In silver, as of Tuesday, two U.S. bullion banks were long 13 contracts and short a whopping 29,888 contracts... 28.0% of the entire silver open interest of 106,761 contracts! This sort of concentration is a prima facie case of manipulation. Any judge could see it... but obviously not anyone at the CFTC.
COMEX gold contracts are equally lopsided: three US bullion banks were long 509 contracts and short 75,550 contracts.
http://www.cftc.gov/dea/bank/deasep09f.htm
Despite the huge number of short contracts relative to long contracts, this represents a net decrease of 30,350 short contracts from August's 105,900 contracts. This explains gold's huge run up in price this past week.
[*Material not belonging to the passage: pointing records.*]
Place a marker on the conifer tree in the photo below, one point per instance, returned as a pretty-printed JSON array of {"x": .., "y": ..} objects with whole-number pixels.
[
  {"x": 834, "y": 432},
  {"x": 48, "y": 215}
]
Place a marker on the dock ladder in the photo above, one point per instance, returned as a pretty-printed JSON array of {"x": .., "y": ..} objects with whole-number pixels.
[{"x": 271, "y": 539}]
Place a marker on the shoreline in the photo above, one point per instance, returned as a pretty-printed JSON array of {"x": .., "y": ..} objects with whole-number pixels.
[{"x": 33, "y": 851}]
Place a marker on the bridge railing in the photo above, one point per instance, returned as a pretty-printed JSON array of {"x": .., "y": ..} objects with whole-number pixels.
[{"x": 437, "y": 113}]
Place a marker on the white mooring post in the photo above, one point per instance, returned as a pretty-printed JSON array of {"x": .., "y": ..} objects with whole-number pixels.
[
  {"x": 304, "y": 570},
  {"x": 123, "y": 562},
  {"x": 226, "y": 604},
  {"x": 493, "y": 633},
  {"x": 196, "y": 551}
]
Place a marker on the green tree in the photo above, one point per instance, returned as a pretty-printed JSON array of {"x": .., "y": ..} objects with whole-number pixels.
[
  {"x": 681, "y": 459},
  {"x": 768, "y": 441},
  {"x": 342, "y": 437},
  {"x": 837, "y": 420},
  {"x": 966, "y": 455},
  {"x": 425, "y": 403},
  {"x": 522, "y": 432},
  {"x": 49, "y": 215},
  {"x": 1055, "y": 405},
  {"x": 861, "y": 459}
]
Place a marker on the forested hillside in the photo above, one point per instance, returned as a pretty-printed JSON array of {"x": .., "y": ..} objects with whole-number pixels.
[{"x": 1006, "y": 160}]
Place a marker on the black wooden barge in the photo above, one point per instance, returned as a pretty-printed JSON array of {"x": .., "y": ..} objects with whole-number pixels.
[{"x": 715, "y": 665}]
It may also be an attempt by the bullion banks to balance out their positions for the following week's Commitment of Traders (COT) report, which has a 10-day lag.
Or it could simply mean these bullion banks can no longer support these increasingly losing short positions. If this scenario is the case, expect another run up in gold prices in the near-term future. On the other hand, if JP Morgan and HSBC are able to slap on more naked short positions, they will again be successful in temporarily knocking back down gold and silver prices. But they may be running out of dry powder.
Things are getting interesting: foreign sovereign funds--including China's central bank--are accumulating gold and silver to shield themselves from a deteriorating dollar, as they hold vast sums of dollar-denominated US securities, including long-term US Treasury bonds. This puts upward buying pressure on gold and silver prices. With a handful of commercial bullion banks taking the opposite side of that trade, something has to give. With declining supplies of physical gold and silver above ground, it will be very apparent who the winners will be.